The financial crisis will not happen
This phenomenon occurs quite rarely, always in the event of liquidity crises, i.e. in times of great financial stress such as in 2008 or at the start of the Covid crisis. It translates into a gluttonous appetite for the US dollar sought after by the entire planet because it is sorely lacking. It is of course the most fragile who toast first, like what is happening at the very beginning of the year in Egypt where almost a single dollar no longer circulates. It must be said that 2,200 billion of these dollars have been withdrawn from the markets, and therefore from State treasuries, corporate and private accounts over the past 20 months by the US Federal Reserve, having made the fight against inflation its top priority. As it is the only one able to issue this coveted greenback, the whole world is trying to borrow it.
In reality, it is a two-speed American central bank – somewhat schizophrenic – that the experts see emerging before their eyes thanks to the repetitive crises. This unavowable dichotomy could only come to light thanks to the very energetic rise in its interest rates in recent months. Indeed, while it stiffens its monetary policy in order to break growth by slowing consumption. At the same time and in parallel, it continues its mission as a major provider of liquidity in order to contain volatility on the sacrosanct financial markets. Let us remember the trillions poured into the system during the panic due to the credit crisis of 2008 or the Covid crisis in March 2020: they had the immediate consequence of lowering the routs in the making by more than a notch and considerably reduce hysteria.
There is therefore an indisputable contradiction between a monetary policy which, on the one hand, is becoming tougher in a life-and-death fight against inflation, and on the other hand, an unlimited generosity which seeks to cushion the shocks to businesses and banks. Yes, the Fed is well aware of the extreme complexity that financial products have become today, some of which are decked out with the dreamy name of “exotics”, likely on a moonless night to initially contaminate the all the cogs before making them implode, in the absence of its vital liquidity. It therefore has no choice but by this headlong rush which allows (for the moment) the quadrillion of derivatives to continue to be exchanged. From a traditional central bank whose mission is to fight against inflation – which it does by vigorously raising its rates, which has the effect of slowing down the real economy – the American Federal Reserve now also plays the crucial role of firefighter towards the virtual economy: that of a great peacemaker, by neutralizing any hint of volatility of which the markets have a holy horror.

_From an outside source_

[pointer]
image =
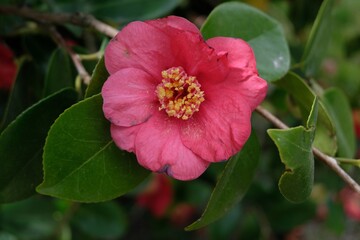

This second attribution of the one that remains the most powerful central bank by the grace of the imperium of its universal arbiter currency now clearly takes precedence over the first (fight against inflationary pressures). So much so that the younger generations of analysts – having not lived through the inflationary outbreaks of the 70s and 80s – are now convinced that these massive injections of liquidity into the system aimed at refinancing it eternally constitute the normal and conventional mission of a central bank. Liquidity at all costs has therefore now become the hard drug of the market, companies and even households, which were all in the front row to benefit from it during the Covid crisis.
From the Fed through the Bank of Japan and up to the ECB, the intertwining of our central banks in the financial system is now intense, inbred.